Muito antes de existir qualquer bandeira no atual território angolano, floresceram estados poderosos. O mais extenso foi o Reino do Congo, que entre os séculos XIV e XIX se estendia do norte de Angola até às atuais repúblicas do Congo. O navegador português Diogo Cão desembarcou na costa em 1484 e, pouco depois, Portugal e o Congo estabeleceram relações comerciais. Em 1575, Portugal fundou Luanda — cidade que continua a ser a capital de Angola. Durante os séculos XVI a XIX, Angola tornou-se um dos principais nós do tráfico transatlântico de escravos: segundo diversas estimativas, cerca de 4 milhões de pessoas foram embarcadas à força pelos seus portos.
Sob o domínio colonial português (1575–1975) não existiu qualquer bandeira angolana: sobre o território arvorava o pavilhão de Portugal, enquanto as estruturas administrativas utilizavam brasões coloniais.
Em 1956 foi fundado em Luanda o MPLA — Movimento Popular de Libertação de Angola. A organização tornou-se rapidamente a principal força do movimento anticolonial, apoiando-se sobretudo no povo mbundu e na intelectualidade urbana. Em 1961, o MPLA iniciou a luta armada, e foi então que surgiu a primeira bandeira do movimento: um pano vermelho e preto com uma estrela amarela ao centro. Paralelamente atuavam outros dois movimentos: a FNLA (Frente Nacional de Libertação de Angola), liderada por Holden Roberto, e a UNITA, fundada em 1966 por Jonas Savimbi.
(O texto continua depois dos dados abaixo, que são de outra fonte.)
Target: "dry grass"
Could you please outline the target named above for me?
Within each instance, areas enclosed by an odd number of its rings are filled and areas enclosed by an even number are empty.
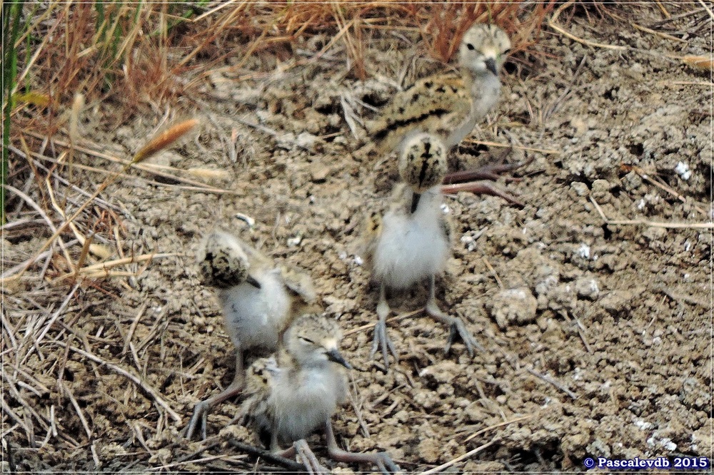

Alguns vexilólogos assinalam a semelhança entre a bandeira do MPLA e a do Viet Cong — vermelho e azul com uma estrela amarela. Se o MPLA imitou conscientemente esse modelo ou se se trata simplesmente de uma confluência da simbologia dos movimentos de esquerda da época, não há uma resposta definitiva; ambas as versões merecem ser mencionadas.
A 25 de abril de 1974, jovens oficiais portugueses derrubaram a ditadura em Lisboa. A chamada Revolução dos Cravos pôs fim ao Estado Novo, que se recusava a libertar as suas colónias. Já em janeiro de 1975, os três movimentos angolanos assinaram o Acordo de Alvor: estabelecia um governo de transição e fixava a data da independência para 11 de novembro de 1975.

Mas a trégua durou pouco. Em julho de 1975, o MPLA expulsou a FNLA de Luanda; a UNITA retirou-se voluntariamente para o sul. Na linha da frente não se enfrentavam apenas angolanos: os EUA e o Zaire apoiavam a FNLA e a UNITA; a URSS e Cuba apoiavam o MPLA. No sul operavam unidades sul-africanas. A 10 de novembro de 1975, os portugueses abandonaram Luanda sem entregar o poder a nenhuma das partes. À meia-noite de 11 de novembro, o líder do MPLA, Agostinho Neto, proclamou a independência da República Popular de Angola — e nessa mesma noite, Joaquina, Ruth Lara e Cici Cabral coseram o primeiro exemplar oficial da bandeira do novo estado.
A independência não trouxe a paz. A guerra civil entre o MPLA e a UNITA prolongou-se 27 anos, até à morte de Jonas Savimbi a 22 de fevereiro de 2002. A bandeira permaneceu inalterada durante todo esse tempo, embora em 1992 a constituição tenha sido reescrita: a palavra «revolução» foi substituída por «defesa da pátria», e o «internacionalismo» por «solidariedade internacional». Após o fim da guerra, em 2003, o parlamento analisou uma proposta de alteração da bandeira como gesto de reconciliação e distanciamento da simbologia marxista. O concurso foi ganho por um design com o pseudónimo «Katica»: três faixas horizontais de azul, branco e vermelho com um sol dourado inspirado nos petróglifos de Tchitundo-Hulu, na província do Namibe. No entanto, a proposta foi rejeitada: uma parte demasiado ampla da sociedade considerava que mudar a bandeira significava apagar a memória da luta pela independência.